Qui su Senzaudio teniamo d’occhio Casasirio da un bel po’ di tempo. Altri collaboratori ne hanno scritto su queste pagine. L’idea che mi ero fatto io, da esterno, era quella di avere a che fare con una casa editrice giovane, un po’ pop e un po’ rock, ma tutto alternativo. Non roba commerciale, per intenderci.
Leggere “Adieu mon coeur” di Angelo Calvisi ha confermato queste sensazioni. Per assurdo, le ha confermate attraverso un romanzo che ha a che fare con la musica.
Paolo è un musicista. A partire dai 13 anni, a partire da una chitarra, tutta la sua vita professionale ruoterà attorno alla musica. Con tutto quello che comporta far parte di un mondo a forte pressione. Paolo però ha anche 13 anni, un’età importante, quell’età che funziona da incipit nella vita delle persone. E’ in quel momento che decidiamo o viene deciso quello che saremo come essere umani. Paolo è anche la cotta mai sopita per Michela, i rapporti con gli amici, tra tutti Bob Rock, ma Paolo è, purtroppo, anche la famiglia. Il padre puttaniere, la madre disturbata e i gemelli. Paolo è anche i lutti che si porta addosso.
Angelo Calvisi utilizza un’interessante scansione temporale per raccontarci la vita di Paolo lasciando nell’ombra ampie porzioni della vita del protagonista. Credo che risieda in questo punto il carattere di questo libro. Calvisi non è un voyeur che osserva morboso l’evolversi dei suoi personaggi, non gli sta con il fiato sul collo. Calvisi, soprattutto, non ci costringe ad accompagnare passo passo Paolo e gli altri. Nei salti tra un capitolo e l’altro passano interi lustri, devastazioni, cambiamenti, frane, arcobaleni e di nuovo buche profonde.
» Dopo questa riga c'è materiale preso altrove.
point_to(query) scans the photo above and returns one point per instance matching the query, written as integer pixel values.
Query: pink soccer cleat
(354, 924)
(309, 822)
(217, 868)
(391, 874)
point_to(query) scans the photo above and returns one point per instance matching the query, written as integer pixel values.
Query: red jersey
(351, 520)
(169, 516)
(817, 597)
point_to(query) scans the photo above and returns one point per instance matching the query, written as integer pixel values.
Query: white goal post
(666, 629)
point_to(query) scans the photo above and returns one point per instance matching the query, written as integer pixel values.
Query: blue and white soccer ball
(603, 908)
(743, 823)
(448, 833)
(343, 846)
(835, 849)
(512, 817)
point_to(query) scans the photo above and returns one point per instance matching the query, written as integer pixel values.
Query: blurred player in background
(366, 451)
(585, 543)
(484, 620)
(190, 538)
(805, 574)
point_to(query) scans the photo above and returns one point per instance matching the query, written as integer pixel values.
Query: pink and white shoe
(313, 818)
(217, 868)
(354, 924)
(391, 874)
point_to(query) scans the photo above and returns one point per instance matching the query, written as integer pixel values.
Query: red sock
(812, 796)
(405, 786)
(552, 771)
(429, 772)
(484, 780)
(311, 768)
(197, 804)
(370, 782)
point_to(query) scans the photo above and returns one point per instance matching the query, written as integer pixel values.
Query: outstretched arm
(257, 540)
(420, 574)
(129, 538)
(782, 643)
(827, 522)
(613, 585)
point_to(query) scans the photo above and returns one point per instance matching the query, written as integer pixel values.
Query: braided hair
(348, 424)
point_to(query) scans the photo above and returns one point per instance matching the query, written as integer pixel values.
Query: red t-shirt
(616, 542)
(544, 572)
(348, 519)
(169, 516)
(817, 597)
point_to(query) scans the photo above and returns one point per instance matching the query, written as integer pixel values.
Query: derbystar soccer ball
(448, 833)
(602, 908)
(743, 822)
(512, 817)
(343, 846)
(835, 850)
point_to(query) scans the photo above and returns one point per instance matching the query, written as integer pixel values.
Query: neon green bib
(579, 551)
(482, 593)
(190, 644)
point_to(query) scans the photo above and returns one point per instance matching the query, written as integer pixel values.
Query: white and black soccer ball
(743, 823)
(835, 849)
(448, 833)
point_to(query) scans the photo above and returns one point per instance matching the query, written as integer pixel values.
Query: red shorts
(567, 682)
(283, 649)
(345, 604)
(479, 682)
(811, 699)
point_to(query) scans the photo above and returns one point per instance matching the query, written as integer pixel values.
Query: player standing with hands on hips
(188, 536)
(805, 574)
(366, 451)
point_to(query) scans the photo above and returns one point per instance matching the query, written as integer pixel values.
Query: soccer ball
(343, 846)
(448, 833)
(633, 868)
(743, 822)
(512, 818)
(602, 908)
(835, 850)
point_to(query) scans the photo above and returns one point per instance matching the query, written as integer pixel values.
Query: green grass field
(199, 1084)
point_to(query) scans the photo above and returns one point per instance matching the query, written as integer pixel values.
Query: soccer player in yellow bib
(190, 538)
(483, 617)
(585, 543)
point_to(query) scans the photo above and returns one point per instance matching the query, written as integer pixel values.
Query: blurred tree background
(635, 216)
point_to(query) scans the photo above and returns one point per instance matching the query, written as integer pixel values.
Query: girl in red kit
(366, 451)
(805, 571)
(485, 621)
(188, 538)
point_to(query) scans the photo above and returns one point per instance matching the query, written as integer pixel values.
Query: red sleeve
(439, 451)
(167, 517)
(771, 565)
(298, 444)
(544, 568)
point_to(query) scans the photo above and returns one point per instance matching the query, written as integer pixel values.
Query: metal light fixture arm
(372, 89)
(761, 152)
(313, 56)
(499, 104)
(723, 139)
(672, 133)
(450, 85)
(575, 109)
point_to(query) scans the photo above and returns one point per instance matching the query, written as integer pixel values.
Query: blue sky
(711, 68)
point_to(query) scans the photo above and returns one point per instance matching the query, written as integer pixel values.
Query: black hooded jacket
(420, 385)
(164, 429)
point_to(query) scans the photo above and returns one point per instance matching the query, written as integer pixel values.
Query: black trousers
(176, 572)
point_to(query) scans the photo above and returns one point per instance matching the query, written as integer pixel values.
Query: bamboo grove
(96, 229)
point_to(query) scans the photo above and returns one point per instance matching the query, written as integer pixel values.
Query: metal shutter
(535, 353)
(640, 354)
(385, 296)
Ci chiediamo cosa diavolo debba essere successo a Paolo per renderlo il personaggio crepato che è. Le risposte sono più o meno tutte nel primo capitolo, l’adolescenza. Si torna sempre lì.
La scrittura di Calvisi è fresca, proprio come la casa editrice, è un po’ pop, ma anche elettronica. Il libro scorre veloce, come un bell’album d’autore. Di quella musica scritta bene, per arrivare dentro e non per ipnotizzare le folle con testi e musiche orecchiabili. Calvisi non è costretto a raccontare tutto per confezionare una storia che abbia senso, lavora sul non detto per concentrare tutta la sua attenzione su quei fatti che a volte riteniamo secondare e che invece segnano un’esistenza.
Forse dovreste tenere sott’occhio anche voi Casasirio. Insomma, hanno una collana che si chiama “Morti&stramorti”!